Le vote de la loi sur le P.A.C.S étant d'actualité, nous avons choisi ce thème comme sujet du débat (Chapitre : citoyenneté et famille).
Imposer le thème du débat n'est pas la règle à suivre mais est une démarche qui a des avantages. Ainsi, le professeur est assuré qu'il y a possibilité d'une réelle discussion (problématique reposant sur la possibilité d'argumentations contradictoires) et sur un sujet qu'il maîtrise. Cependant, il vaut sans doute mieux laisser le libre choix (dans le cadre du programme bien entendu) aux élèves afin qu'ils s'impliquent personnellement.
Le rôle de l'enseignant devrait se borner à encadrer celle-ci. Mais, dans certaines classes, les élèves suivent des options "lourdes" (sport haut niveau) qui réduisent le temps dont ils disposent. C'est pourquoi, nous avons donc choisi, pour le premier débat seulement, de leur fournir un corpus documentaire sur lequel ils ont travaillé. Chaque élève disposait, en salle informatique et au C.D.I., d'un dossier réalisé sous forme de pages Web. Y figuraient notamment les textes du projet de loi (puis la loi) et les modalités pratiques du PACS (source : assemblée nationale), des données statistiques sur la famille (source : INSEE), des extraits d'articles de presse (Le Monde, Libération, Le Figaro, l'Express...) fournissant soit des analyses du projet ou bien des points de vue à son propos.
La compréhension des données collectées, leur tri, puis l'appropriation des connaissances nécessaires au débat sont des phases essentielles de la recherche sur documents trop souvent confondue avec la simple collecte d'informations. Celle-ci aboutit la plupart du temps, (surtout avec les moteurs de recherche sur Internet), à la simple création d'un lourd (et parfois beau) dossier documentaire dont le contenu n'est pas maîtrisé.
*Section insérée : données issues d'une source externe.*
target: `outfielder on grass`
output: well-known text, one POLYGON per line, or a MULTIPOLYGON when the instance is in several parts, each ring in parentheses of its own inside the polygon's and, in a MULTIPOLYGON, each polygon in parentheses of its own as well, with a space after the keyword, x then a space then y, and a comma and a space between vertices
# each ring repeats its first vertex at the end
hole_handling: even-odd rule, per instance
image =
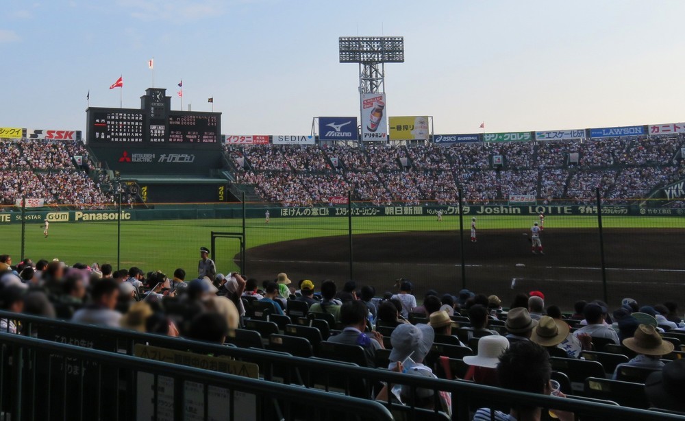
POLYGON ((533 254, 537 254, 538 252, 540 252, 540 254, 545 254, 543 252, 543 243, 540 242, 540 227, 538 226, 537 222, 534 223, 532 228, 530 228, 530 242, 533 248, 533 254))

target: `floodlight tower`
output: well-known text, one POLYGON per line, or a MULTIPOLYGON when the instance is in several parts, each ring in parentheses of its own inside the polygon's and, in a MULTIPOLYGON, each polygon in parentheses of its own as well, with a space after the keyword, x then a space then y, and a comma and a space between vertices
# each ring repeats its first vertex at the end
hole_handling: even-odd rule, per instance
POLYGON ((403 36, 341 36, 340 62, 359 64, 359 93, 385 92, 385 64, 404 62, 403 36))

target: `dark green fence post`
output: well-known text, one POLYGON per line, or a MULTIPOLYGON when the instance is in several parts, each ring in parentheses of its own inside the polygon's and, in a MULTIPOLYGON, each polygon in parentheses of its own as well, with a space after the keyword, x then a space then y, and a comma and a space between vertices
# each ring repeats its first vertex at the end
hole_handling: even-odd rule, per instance
POLYGON ((599 196, 599 188, 595 189, 597 202, 597 228, 599 231, 599 257, 601 259, 601 285, 603 293, 604 302, 609 302, 606 289, 606 263, 604 261, 604 230, 601 224, 601 197, 599 196))
POLYGON ((352 192, 347 192, 347 237, 349 239, 349 278, 354 278, 352 263, 352 192))
POLYGON ((26 234, 26 197, 21 197, 21 260, 24 260, 24 245, 26 234))
POLYGON ((466 287, 466 265, 464 261, 464 202, 462 199, 462 189, 459 188, 459 239, 461 243, 462 255, 462 289, 466 287))

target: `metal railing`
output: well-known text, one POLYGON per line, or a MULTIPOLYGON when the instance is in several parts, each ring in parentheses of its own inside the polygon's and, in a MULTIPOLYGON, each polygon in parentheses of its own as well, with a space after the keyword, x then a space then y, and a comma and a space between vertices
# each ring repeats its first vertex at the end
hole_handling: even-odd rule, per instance
POLYGON ((21 335, 0 344, 3 420, 393 420, 369 400, 21 335))
MULTIPOLYGON (((576 399, 564 399, 540 394, 513 392, 490 387, 462 381, 447 381, 436 378, 406 376, 385 370, 366 368, 347 363, 291 357, 286 354, 257 350, 229 347, 206 344, 182 338, 173 338, 138 332, 101 328, 93 326, 77 325, 68 322, 45 319, 36 316, 18 315, 0 311, 0 318, 16 320, 21 326, 23 335, 38 336, 52 341, 71 342, 79 346, 100 348, 110 352, 133 354, 136 344, 147 344, 169 349, 188 351, 202 354, 226 356, 244 361, 257 363, 260 374, 266 381, 282 382, 293 390, 312 390, 313 388, 326 391, 336 389, 345 395, 356 395, 359 392, 359 384, 364 382, 365 397, 371 398, 374 388, 382 383, 394 385, 408 385, 412 388, 425 388, 445 391, 451 394, 452 420, 470 420, 470 413, 477 409, 475 402, 483 406, 491 405, 497 407, 512 405, 532 405, 545 408, 552 407, 575 413, 581 419, 591 417, 597 419, 645 420, 655 417, 650 411, 621 407, 576 399), (52 337, 51 339, 50 337, 52 337), (297 386, 293 387, 293 386, 297 386)), ((0 343, 5 337, 18 335, 2 335, 0 343)), ((45 344, 45 342, 42 342, 45 344)), ((69 347, 71 349, 73 347, 69 347)), ((49 348, 42 348, 49 349, 49 348)), ((84 350, 87 352, 88 350, 84 350)), ((102 352, 98 355, 103 355, 102 352)), ((108 353, 108 355, 112 355, 108 353)), ((84 354, 85 355, 85 354, 84 354)), ((66 355, 68 357, 69 355, 66 355)), ((146 360, 147 361, 147 360, 146 360)), ((174 366, 175 372, 177 367, 174 366)), ((182 368, 182 366, 179 366, 182 368)), ((264 385, 264 387, 266 387, 264 385)), ((2 392, 0 391, 0 394, 2 392)), ((332 397, 338 396, 329 393, 332 397)), ((438 394, 434 396, 437 399, 438 394)), ((369 402, 369 400, 362 400, 369 402)), ((301 400, 299 400, 302 402, 301 400)), ((386 402, 390 407, 389 402, 386 402)), ((435 406, 435 411, 439 405, 435 406)), ((685 420, 685 415, 659 413, 662 420, 685 420)))

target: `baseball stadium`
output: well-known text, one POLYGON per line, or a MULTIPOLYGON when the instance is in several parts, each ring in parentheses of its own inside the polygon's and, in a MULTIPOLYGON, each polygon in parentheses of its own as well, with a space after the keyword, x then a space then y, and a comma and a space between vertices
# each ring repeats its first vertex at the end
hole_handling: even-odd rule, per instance
POLYGON ((685 420, 685 8, 58 3, 0 16, 0 420, 685 420))

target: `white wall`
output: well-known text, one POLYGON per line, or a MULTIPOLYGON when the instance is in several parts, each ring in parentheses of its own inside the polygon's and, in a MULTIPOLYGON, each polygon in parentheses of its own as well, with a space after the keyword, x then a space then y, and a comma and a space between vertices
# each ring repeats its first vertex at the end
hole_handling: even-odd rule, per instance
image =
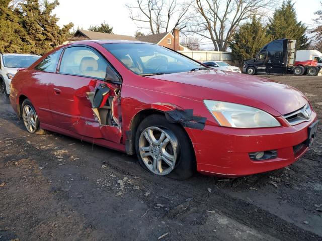
POLYGON ((197 60, 203 62, 210 60, 222 61, 232 61, 231 53, 220 51, 178 51, 185 55, 197 60))

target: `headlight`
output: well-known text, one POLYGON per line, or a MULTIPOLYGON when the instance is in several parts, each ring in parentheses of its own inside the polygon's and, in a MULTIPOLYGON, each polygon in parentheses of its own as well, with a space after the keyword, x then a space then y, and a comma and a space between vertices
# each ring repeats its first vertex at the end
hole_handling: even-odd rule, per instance
POLYGON ((7 74, 7 76, 8 76, 8 78, 10 79, 12 79, 14 78, 15 76, 15 74, 7 74))
POLYGON ((223 127, 258 128, 281 126, 273 116, 253 107, 206 99, 203 102, 219 124, 223 127))

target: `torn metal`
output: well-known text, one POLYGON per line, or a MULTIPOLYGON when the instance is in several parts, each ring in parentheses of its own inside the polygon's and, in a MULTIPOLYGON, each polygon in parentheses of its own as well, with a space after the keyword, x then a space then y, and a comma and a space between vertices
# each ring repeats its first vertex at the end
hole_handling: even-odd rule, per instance
POLYGON ((122 138, 120 89, 101 84, 87 93, 97 122, 87 121, 84 135, 120 143, 122 138))
POLYGON ((184 127, 203 130, 207 118, 193 115, 193 109, 174 109, 166 111, 166 118, 171 123, 179 123, 184 127))

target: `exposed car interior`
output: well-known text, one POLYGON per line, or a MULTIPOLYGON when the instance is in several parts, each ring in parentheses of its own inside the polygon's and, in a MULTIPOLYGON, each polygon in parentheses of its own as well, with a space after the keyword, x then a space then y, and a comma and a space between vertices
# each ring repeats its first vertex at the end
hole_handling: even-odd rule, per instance
POLYGON ((4 56, 3 58, 5 67, 8 68, 27 68, 40 58, 40 56, 7 55, 4 56))
POLYGON ((163 47, 148 44, 106 44, 103 46, 136 74, 188 72, 204 67, 163 47))

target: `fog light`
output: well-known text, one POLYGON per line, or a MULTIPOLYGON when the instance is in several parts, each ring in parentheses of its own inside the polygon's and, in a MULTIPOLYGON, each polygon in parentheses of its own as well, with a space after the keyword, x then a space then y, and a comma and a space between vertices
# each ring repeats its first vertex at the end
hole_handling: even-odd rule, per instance
POLYGON ((277 151, 276 150, 271 150, 264 152, 252 152, 249 154, 249 155, 251 160, 254 161, 274 159, 277 157, 277 151))
POLYGON ((259 160, 263 157, 264 157, 265 154, 265 153, 264 152, 258 152, 257 154, 255 155, 255 158, 257 160, 259 160))

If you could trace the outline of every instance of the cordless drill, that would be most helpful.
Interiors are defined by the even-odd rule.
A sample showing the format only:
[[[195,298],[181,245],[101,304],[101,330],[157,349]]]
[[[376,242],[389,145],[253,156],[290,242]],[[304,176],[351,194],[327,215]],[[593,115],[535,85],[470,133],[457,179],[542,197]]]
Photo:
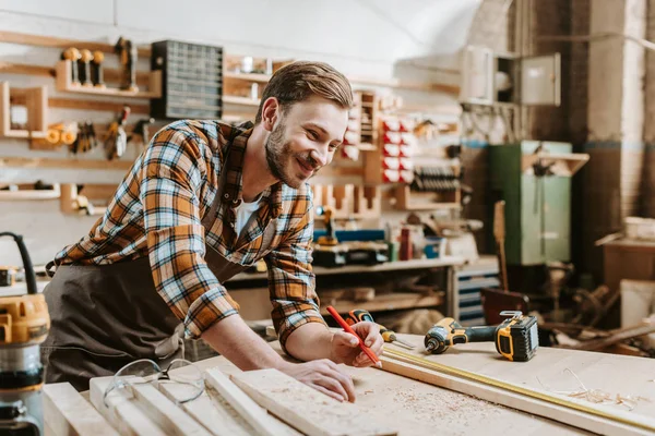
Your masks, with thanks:
[[[503,311],[511,316],[498,326],[463,327],[453,318],[443,318],[428,330],[426,350],[441,354],[450,346],[467,342],[493,342],[496,350],[515,362],[527,362],[539,347],[537,318],[523,316],[520,311]]]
La collecte n'ayant pas été effectuée par les élèves, nous avons emprunté plusieurs voies pour qu'ils puissent aborder correctement le débat. L'acquisition de connaissances générales sur la famille a été réalisée par le biais d'un classique cours dialogué utilisant une partie de leur dossier. Pour l'étude de la loi, les élèves ont répondu individuellement (correction collective) à une batterie de questions écrites (qui est concerné par le PACS, qui ne peut l'être etc...). Seul le dossier de presse a été abordé sans guide.
Nous avons proposé aux élèves un débat de type audio-visuel avec différents personnages : l'animateur, le spectateur posant des questions, l'expert, le "pacsé" témoignant, le "pro et l'anti-pacs"... Les "personnages" ont été tiré au sort mais avec possibilité d'échanger les rôles. En effet, l'implication personnelle des élèves est un fondement du débat argumenté et l'imposition d'une position déterminée (pro ou anti-pacs par exemple) en fausse un peu le sens. Tous les élèves ont participé : pendant qu'un groupe débattait, l'autre devait prendre des notes pour fournir un rapide compte-rendu.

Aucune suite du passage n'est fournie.